Search code examples
elasticsearchspring-data-elasticsearch

multiple regexpQuery vs single matchQuery with fielddata enabled


Let's say i have a Subject entity with a list of Message entities. I want to be able to retrieve all the "Subjects" that have "Messages" that contain several words (like "elasticsearch" and "data") in their "body" attribute.

I'm using spring data elasticsearch for creating the NativeSearchQuery.

One approach would be to NOT have the fielddata enabled and do several regexp queries like this

BoolQueryBuilder queryBuilder = QueryBuilders.boolQuery();
for (String word : wordsToSearchFor) {
    queryBuilder.filter(QueryBuilders.regexpQuery(message.body, ".*" + word.toLowerCase() + ".*"));
}
NativeSearchQuery searchQuery = new NativeSearchQueryBuilder()
                .withQuery(queryBuilder).build()

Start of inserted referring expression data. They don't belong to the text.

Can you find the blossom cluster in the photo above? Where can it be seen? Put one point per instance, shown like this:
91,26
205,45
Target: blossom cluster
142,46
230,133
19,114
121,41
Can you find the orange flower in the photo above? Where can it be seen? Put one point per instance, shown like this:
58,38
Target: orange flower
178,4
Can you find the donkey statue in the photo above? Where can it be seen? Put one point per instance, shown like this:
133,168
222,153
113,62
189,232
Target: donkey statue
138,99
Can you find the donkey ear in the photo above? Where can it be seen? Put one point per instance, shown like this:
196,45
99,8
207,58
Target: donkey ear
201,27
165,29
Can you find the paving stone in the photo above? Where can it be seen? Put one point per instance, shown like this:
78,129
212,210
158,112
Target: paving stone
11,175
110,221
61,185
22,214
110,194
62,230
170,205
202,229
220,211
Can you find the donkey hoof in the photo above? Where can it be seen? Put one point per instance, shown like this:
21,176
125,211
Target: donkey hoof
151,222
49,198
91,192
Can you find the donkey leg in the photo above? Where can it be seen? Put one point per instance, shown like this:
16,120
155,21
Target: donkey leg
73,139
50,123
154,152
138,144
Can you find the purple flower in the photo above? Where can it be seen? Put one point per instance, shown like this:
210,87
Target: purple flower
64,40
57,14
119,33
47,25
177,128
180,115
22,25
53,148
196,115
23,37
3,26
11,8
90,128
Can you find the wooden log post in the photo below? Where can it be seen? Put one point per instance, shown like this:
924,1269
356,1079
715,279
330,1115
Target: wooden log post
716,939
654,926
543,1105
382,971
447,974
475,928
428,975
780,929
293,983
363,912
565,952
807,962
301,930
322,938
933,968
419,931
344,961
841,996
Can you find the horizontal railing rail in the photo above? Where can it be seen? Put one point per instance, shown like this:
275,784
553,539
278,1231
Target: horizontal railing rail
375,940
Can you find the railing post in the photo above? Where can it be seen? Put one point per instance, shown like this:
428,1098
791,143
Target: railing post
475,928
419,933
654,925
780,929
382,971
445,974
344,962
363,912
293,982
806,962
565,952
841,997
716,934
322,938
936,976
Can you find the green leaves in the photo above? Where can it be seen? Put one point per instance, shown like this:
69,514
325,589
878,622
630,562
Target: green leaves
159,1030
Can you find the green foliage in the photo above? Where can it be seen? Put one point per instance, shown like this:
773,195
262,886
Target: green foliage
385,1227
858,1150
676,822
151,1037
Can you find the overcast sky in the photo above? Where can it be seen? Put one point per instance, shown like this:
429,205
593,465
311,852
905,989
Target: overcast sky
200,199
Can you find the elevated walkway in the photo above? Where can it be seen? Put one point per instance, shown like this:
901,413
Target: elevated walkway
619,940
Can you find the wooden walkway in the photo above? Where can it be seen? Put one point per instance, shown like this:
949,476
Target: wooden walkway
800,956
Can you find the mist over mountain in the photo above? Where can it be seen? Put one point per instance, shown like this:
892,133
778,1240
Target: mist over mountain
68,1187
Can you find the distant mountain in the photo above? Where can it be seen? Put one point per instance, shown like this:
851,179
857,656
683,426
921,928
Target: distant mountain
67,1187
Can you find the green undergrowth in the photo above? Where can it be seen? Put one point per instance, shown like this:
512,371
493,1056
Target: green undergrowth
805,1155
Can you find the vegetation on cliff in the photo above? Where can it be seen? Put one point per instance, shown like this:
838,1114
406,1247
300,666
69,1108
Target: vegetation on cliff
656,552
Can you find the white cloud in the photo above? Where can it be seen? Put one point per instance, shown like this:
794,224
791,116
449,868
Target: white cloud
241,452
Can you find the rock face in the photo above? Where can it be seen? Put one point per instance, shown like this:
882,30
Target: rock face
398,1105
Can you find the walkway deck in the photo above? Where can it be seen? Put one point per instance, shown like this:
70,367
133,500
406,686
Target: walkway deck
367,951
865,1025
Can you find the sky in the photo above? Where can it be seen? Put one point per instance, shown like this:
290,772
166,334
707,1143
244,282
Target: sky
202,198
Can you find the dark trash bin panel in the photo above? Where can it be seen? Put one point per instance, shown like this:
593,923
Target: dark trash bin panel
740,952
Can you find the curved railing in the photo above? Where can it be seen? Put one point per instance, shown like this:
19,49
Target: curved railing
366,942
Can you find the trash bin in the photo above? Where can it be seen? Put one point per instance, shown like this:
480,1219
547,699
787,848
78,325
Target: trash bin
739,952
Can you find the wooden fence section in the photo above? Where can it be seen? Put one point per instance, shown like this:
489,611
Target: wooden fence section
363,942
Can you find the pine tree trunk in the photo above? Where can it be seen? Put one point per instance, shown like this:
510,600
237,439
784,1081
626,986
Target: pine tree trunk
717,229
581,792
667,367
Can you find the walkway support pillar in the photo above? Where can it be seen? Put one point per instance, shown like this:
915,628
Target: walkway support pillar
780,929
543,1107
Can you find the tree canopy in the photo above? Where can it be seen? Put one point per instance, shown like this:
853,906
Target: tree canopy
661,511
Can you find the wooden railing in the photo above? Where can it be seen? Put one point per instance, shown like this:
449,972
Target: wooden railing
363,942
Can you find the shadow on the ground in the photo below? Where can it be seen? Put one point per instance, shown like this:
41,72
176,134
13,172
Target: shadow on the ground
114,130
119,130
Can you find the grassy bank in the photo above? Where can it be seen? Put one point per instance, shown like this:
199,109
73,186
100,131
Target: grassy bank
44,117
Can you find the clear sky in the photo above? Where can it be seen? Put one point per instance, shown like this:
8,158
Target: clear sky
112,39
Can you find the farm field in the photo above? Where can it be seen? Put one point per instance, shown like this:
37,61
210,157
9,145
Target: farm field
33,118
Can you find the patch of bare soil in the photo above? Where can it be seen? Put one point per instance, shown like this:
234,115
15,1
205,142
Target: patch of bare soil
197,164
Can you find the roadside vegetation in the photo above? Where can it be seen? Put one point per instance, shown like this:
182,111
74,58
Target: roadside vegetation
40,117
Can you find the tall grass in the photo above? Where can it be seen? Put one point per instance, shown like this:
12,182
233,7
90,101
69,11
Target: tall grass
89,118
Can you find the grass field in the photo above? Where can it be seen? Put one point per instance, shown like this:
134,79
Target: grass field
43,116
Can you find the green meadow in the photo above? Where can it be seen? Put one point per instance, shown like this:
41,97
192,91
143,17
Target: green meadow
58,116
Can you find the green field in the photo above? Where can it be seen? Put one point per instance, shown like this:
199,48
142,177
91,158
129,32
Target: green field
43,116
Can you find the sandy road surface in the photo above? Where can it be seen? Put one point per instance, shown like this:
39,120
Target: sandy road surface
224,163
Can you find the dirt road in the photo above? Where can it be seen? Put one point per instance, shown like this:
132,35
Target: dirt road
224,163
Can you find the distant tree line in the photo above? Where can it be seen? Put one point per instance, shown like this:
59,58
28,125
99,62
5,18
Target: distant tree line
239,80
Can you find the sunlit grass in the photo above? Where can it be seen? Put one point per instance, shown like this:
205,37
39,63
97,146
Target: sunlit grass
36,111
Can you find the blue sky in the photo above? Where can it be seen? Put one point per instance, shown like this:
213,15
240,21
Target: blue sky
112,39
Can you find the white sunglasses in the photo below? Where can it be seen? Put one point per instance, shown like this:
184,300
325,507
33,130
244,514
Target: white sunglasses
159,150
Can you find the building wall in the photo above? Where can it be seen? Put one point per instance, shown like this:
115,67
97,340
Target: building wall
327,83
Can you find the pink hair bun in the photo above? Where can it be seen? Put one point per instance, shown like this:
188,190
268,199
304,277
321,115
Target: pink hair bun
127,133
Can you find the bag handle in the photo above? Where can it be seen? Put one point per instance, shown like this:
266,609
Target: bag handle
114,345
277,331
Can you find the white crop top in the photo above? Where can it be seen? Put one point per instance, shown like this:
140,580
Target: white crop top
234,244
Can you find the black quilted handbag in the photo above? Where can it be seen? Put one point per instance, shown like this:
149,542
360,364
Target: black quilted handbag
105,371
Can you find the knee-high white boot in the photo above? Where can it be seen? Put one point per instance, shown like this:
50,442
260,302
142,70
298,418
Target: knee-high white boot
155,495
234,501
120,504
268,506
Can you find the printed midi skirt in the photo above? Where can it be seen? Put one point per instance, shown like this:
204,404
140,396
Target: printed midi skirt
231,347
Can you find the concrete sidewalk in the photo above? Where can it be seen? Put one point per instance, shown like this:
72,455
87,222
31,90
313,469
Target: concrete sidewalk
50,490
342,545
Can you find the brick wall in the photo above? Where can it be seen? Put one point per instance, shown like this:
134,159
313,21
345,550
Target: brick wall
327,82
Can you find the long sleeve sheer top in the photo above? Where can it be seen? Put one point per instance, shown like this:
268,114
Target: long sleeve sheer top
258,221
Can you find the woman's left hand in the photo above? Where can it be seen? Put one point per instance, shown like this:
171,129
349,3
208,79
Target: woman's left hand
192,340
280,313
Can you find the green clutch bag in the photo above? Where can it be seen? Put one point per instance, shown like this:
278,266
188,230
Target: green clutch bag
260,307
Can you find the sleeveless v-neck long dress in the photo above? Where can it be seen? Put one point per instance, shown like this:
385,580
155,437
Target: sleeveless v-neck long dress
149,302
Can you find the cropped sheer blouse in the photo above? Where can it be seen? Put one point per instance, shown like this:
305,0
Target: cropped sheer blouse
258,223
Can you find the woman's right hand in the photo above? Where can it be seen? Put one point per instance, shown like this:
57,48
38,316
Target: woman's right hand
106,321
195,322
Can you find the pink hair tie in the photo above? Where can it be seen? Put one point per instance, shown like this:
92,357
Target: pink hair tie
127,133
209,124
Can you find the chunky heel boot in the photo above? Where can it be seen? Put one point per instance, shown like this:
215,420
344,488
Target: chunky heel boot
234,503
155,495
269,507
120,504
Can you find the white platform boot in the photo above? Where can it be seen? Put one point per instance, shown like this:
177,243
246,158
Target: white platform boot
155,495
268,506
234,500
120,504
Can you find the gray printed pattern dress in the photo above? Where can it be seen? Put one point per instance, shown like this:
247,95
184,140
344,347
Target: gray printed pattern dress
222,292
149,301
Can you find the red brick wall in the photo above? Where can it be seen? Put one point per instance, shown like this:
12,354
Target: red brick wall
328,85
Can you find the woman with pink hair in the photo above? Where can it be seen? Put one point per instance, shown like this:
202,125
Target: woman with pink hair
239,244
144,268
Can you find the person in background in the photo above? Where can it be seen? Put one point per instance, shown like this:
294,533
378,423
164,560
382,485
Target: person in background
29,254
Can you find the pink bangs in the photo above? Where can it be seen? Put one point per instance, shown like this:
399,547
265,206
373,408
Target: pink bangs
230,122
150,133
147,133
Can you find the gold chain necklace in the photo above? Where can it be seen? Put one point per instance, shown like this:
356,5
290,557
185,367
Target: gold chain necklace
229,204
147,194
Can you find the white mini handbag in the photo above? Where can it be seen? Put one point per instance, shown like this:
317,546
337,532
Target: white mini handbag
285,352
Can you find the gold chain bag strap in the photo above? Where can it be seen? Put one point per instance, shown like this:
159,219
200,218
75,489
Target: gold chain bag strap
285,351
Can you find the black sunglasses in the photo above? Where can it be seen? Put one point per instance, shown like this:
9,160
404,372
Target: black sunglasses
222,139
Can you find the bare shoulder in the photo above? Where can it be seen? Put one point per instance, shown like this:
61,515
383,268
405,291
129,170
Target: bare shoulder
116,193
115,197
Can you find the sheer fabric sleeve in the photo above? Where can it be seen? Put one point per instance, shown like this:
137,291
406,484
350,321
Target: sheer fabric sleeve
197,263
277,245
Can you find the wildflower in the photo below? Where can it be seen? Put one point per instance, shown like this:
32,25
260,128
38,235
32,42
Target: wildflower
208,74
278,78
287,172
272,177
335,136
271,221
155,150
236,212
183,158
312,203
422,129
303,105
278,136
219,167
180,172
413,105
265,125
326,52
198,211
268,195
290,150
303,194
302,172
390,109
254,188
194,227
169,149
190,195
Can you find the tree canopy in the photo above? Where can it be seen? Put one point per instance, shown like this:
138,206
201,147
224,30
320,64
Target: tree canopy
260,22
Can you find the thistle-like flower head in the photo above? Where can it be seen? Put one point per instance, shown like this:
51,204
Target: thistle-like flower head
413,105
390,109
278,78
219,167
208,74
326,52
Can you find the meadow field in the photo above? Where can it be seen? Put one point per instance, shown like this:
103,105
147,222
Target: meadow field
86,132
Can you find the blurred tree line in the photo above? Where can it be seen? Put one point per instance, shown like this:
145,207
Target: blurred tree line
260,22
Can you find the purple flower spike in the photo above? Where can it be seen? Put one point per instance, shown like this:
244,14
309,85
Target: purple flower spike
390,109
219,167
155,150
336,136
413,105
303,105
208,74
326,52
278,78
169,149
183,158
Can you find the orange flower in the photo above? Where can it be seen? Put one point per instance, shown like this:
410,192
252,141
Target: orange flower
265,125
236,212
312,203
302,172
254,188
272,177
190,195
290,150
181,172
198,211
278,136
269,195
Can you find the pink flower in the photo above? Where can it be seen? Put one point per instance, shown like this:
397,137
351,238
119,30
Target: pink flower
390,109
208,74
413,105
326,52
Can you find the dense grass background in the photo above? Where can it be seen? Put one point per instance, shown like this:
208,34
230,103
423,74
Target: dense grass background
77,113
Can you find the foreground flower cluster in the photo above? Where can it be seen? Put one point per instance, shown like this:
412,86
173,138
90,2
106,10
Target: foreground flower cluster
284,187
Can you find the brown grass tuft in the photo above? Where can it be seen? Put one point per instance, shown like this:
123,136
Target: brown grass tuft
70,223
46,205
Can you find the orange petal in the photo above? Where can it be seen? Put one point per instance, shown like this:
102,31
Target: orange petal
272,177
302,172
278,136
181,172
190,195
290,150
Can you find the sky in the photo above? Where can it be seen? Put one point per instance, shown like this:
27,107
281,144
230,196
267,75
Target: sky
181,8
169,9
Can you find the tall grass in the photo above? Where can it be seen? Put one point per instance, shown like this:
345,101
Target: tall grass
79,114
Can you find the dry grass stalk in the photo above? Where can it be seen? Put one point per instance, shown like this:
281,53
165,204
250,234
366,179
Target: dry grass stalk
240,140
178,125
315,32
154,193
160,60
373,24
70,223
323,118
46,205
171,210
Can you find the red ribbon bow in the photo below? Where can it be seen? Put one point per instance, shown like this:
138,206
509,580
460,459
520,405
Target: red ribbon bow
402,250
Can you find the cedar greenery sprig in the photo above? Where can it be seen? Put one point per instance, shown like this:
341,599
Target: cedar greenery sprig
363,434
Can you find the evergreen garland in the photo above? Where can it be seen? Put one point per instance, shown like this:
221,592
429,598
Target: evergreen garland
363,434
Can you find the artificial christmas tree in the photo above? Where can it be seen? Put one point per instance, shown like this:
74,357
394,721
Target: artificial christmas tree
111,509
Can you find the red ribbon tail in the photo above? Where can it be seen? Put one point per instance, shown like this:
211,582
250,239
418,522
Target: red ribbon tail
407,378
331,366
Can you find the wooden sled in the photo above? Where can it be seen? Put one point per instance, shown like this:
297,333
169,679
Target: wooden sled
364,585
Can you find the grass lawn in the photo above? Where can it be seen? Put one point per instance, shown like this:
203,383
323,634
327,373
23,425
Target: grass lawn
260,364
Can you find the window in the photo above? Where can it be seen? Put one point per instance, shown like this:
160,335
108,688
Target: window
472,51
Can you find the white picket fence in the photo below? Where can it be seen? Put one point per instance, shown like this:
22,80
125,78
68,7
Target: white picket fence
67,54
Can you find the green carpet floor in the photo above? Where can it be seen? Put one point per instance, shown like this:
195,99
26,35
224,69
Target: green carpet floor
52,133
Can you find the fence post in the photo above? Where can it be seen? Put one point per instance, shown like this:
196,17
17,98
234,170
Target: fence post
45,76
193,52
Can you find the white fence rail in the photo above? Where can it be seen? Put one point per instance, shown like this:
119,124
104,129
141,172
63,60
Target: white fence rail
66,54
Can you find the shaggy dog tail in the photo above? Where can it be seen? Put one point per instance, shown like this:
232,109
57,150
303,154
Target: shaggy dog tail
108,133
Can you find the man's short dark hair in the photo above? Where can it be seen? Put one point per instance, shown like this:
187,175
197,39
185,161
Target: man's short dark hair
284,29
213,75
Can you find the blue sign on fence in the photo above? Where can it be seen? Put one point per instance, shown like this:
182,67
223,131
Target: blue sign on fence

Another approach would be to have the fielddata enabled and do a single query, like this

NativeSearchQuery searchQuery = new NativeSearchQueryBuilder()
    .withQuery(matchQuery("message.body", "elasticsearch data"))
    .build();

but from what i've read on the official elastic site, this approach is not encouraged because of high heap memory usage and low hits time: https://www.elastic.co/guide/en/elasticsearch/reference/current/fielddata.html

Which approach would be better in this case ?


Solution

  • Not sure what is your use-case, the simple full-text search doesn’t require to enable the fielddata on text field(disabled by default) and as you already know it's costly not recommended and instead you should have the .keyword field for your text field and do the sorting, aggregation on that field.

    By looking at your search query, you are not doing the sorting, aggregations hence you shouldn't use the field data. Also, regex queries are expensive and if you can provide your use-case we can offer you a better way to build those queries.